When you look at FAA publications the criteria for a "stabilized approach" is pretty simple:
A stabilized approach is one in which the pilot establishes and maintains a constant angle glidepath towards a predetermined point on the landing runway.
When pilots talk about stabilized approaches we generally mean a little more than that though - for example the SKYbrary description of a stabilized approach, the Flight Safety Foundation, and Airbus all include more than just the constant-angle glide path in their recommendations for what makes an approach "stabilized".
Criteria that are commonly included in a "stabilized approach" are:
- Maintaining a constant-angle glidepath toward a predetermined aiming point on the runway.
- Maintaining a specified descent rate
- Maintaining a specified airspeed (Vapp)
(Generally being slightly above Vapp is OK, but below is unacceptable.)
- Having the aircraft configured for landing (gear, flaps, etc.)
- All required checklists completed
- The approach can be maintained with only "small corrections" to pitch, heading, or power.
An approach is "stabilized" if all the required criteria are met by a specific altitude (Airbus calls them "Stabilization Heights", and recommends 500 feet for approaches in VMC, and 1000 feet for approaches in IMC).
If the approach is not stabilized by the appropriate stabilization height (or conditions cause the approach to become "destabilized" - a sudden change in winds for example) the approach is abandoned (a "go-around").
So what makes stabilized approaches safer?
The theory is that a stabilized approach reduces the pilot's workload as they're getting closer to the ground: If the aircraft is configured for landing and all the checklists have been completed all the pilot has to do is gently nudge the controls to keep the plane going where they want it, and they can concentrate all of their attention on a nice, safe, (hopefully) smooth landing.

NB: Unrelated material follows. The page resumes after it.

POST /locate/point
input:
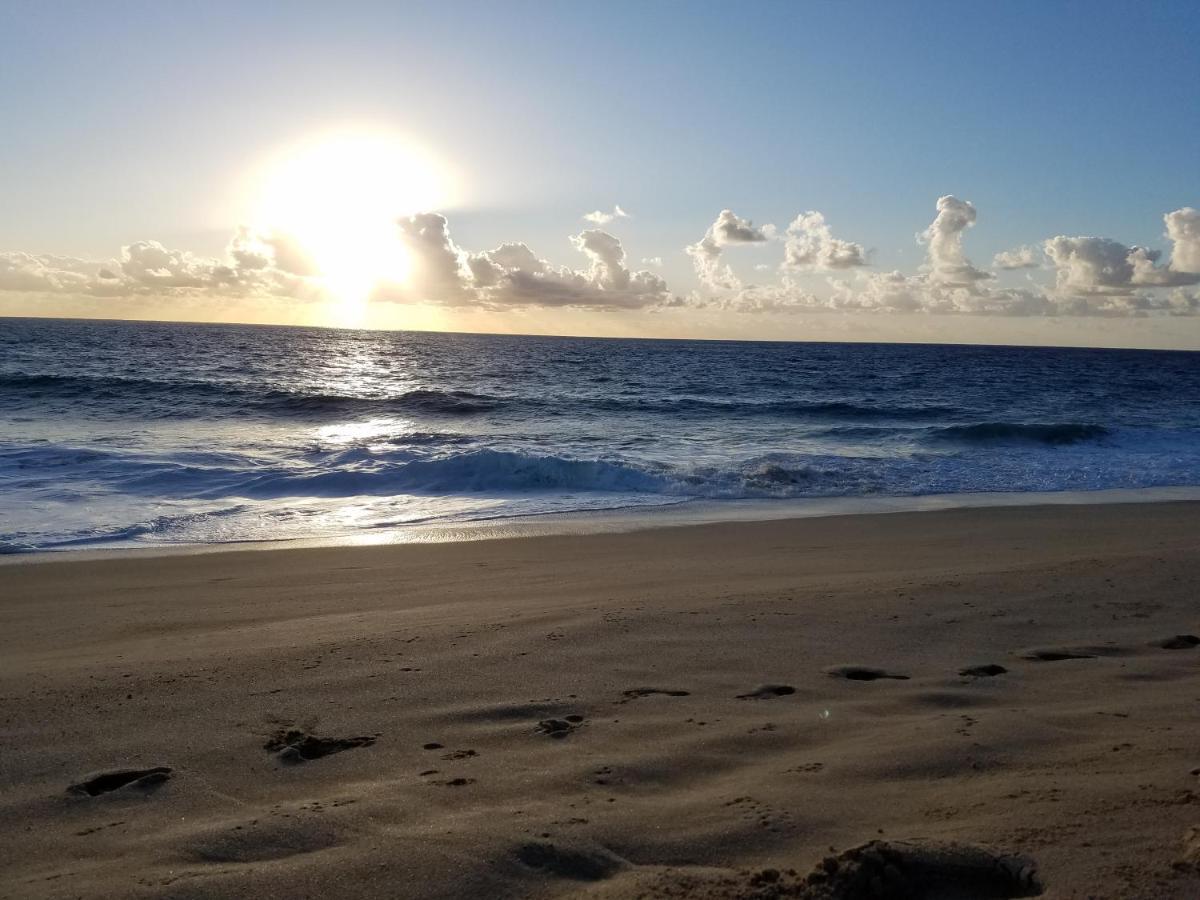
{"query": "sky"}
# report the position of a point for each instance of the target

Are stabilized approaches always safer?
From a workload perspective, yes. It's hard to argue with "The pilot has less work to do".
From a "What if my one-and-only engine dies?" perspective, maybe not.
Stabilized approaches generally require partial power to be maintained throughout the approach, and although the engines in modern single-engine piston/jet aircraft have a pretty good track record of reliability there are good arguments for "non-stabilized" approaches (or approaches that are effectively "stabilized" at idle power) in single-engine aircraft.
Even if you're not flying a "stabilized approach" the way the airline folks define it you're well-served by incorporating some of the elements though - going around if your checklists aren't completed by a certain altitude, abandoning the approach if you have to manhandle the controls to try to keep things together, etc.